Enabled by research funding from The Ronald and Maxine Linde Institute of Economic and Management Sciences, Caltech faculty and students were able to pursue important initiatives over the past year, including but not limited to the following projects:
Professor of Political Science Mike Alvarez and social science graduate student Yimeng Li worked on a pilot project aimed at improving the measurement of individual consumer data. With their Linde Institute grant, they developed and tested survey questions to more accurately estimate consumers’ financial, consumption, and investing behaviors, as compared to surveys already in use such as the Federal Reserve Board’s Survey of Consumer Finances. They adapted instructional manipulation checks as well as indirect eliciting methods to deal with problems in existing surveys of consumer finances.
Assistant Professor of Economics and Mathematics Omer Tamuz used his grant funding to enlist graduate research assistance in connection with his project “Strategic Interaction on Networks: Information, Dynamics and Formation.” In his proposal, Tamuz explained that understanding strategic social interactions in networked environments is a multifaceted challenge, involving questions from economics, computer science, and mathematics.

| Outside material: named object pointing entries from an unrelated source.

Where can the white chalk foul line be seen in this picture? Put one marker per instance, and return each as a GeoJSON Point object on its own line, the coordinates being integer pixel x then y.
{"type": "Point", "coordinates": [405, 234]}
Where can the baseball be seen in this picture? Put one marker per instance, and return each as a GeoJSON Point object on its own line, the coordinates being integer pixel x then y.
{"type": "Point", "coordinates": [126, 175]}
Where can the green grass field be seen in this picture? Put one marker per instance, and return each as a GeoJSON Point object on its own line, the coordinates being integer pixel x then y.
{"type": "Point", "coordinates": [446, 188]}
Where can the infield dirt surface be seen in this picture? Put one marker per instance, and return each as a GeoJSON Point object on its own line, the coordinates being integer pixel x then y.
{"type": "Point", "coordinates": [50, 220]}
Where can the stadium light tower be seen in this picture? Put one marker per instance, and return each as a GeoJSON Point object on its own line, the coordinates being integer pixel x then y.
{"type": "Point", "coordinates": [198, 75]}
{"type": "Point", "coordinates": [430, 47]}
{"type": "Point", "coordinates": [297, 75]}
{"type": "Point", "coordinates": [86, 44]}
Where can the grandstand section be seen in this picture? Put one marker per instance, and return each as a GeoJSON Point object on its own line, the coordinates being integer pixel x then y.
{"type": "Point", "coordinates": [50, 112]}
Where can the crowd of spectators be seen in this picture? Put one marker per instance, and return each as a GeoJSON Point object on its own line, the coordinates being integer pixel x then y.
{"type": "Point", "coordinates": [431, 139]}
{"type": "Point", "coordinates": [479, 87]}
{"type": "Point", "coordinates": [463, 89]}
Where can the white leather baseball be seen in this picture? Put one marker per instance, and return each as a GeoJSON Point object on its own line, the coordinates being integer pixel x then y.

To tackle these problems, Tamuz worked with students to develop and study new theoretical models of strategic interaction on networks, building on his and his collaborators’ past work.
Associate Professor of Finance and Entrepreneurship Michael Ewens received a grant to continue work on his project titled “Venture Capital Contracts and Startup Valuation.” Since first proposing this research project in 2016, Ewens and his collaborators have successfully solved a matching model that includes equity and simple contract terms. Ewens used the latest grant funding to further their estimation and data collection efforts, resulting in what they believe to be the largest dataset of VC contracts that has ever been collected. They are confident that this dataset will provide an excellent platform for future research.
Assistant Professor of Finance Lawrence Jin received Linde Institute funds to pursue a research project titled “Efficient Coding and Risky Choice” with Cary Frydman (PhD ’12 Social Science), assistant professor of finance and business economics at USC’s Marshall School of Business. The project presents a model of risky choice in which the perception of a lottery payoff is noisy and optimally depends on the payoff distribution to which the decision maker has adapted. The perceived value of a payoff is precisely defined according to a core idea in neuroscience called the efficient coding hypothesis, which indicates that more perceptual resources are allocated to those stimuli that occur more frequently. Jin and Frydman used their grant funding to conduct laboratory experiments to test the model and hire a research assistant, and they expect to continue the research into 2019.